Dan and the Man, Pier Carlo Bontempi

This facing off is at the heart of every show. A person of great accomplishment I’ve never met, who has never met me, has agreed to be open to the process of our intrusion, our shooting. We attempt to capture quiet and private moments, to honor the subject’s words, and their oeuvre. But it is a contrivance, and of course it only captures the slightest slice of what it means to be in someone’s presence. We are there for a short, intense period and then we move on to the next stage, obsessively working over the material for weeks in the editing room. It is possible to emerge with the strong delusion that you somehow know your subjects in a very intimate way. It was good to meet this kind and gentle and considered, talented man. It was worth all of the struggles to find our way. I hope some of that is reflected in the final product.

Castell’Arquato, Italy

Ancestral Home

My grandfather was an immigrant. He came from Italy in the early 20th century as a young boy with his four brothers and two sisters. Life was very hard for his parents. Consequently, my grandfather grew up in an orphanage in Vincennes, Indiana. But he could have grown up here. This was his hometown – Castell’Arquato. It is about 35 kilometers from Parma. We were able to make a short stop here on our last full day in Italy, on the way to Milan. The town is beautiful – old, traditional, winding, mysterious, and friendly, with a castle on the hill. Everything I suppose Pier Carlo appreciates in the landscape of his town. I’d never been here before.

Paul Goldberger

Paul Goldberger

There are moments when I realize that I have an incredible job. Connecting with architecture critic Paul Goldberger in 2011 was one of those moments. We decided it would be a smart idea to have him weigh in on architect Bob Stern for a documentary we made that year.
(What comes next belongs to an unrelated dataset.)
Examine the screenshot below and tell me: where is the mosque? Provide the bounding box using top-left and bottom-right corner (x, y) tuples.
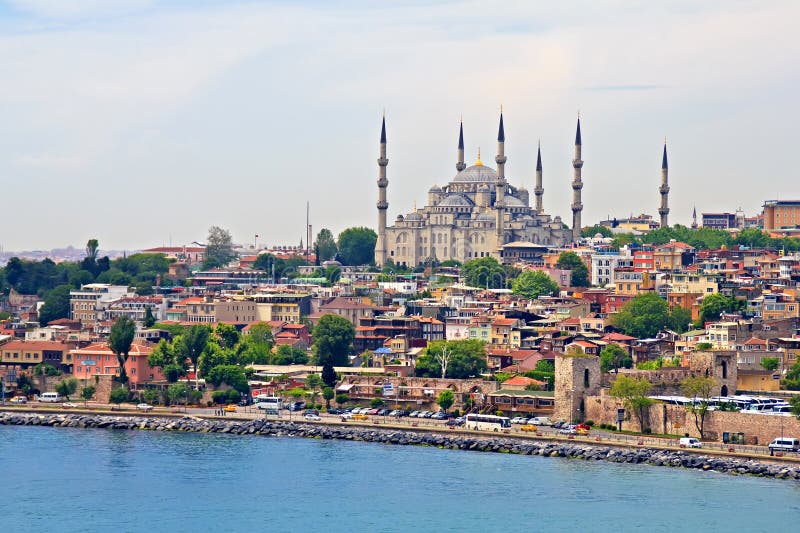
(375, 111), (600, 266)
Goldberger’s book, “The Skycraper,” and his collection of essays and pieces for the New York Times “On the Rise,” were so very important to me when I was a young man in New York.

To meet Goldberger was for me like meeting a superstar. But I went on to meet him another two times with a crew, and to have numerous incredible, intelligent, and pleasant phone conversations. This year we were in his marvelous apartment overlooking Central Park. His office at the front of the apartment is full of books and small souvenir models of buildings. Here Paul shows one off to Geoffrey and me. The beautiful light pouring in comes from an all-day snowstorm that threatened our travel plans.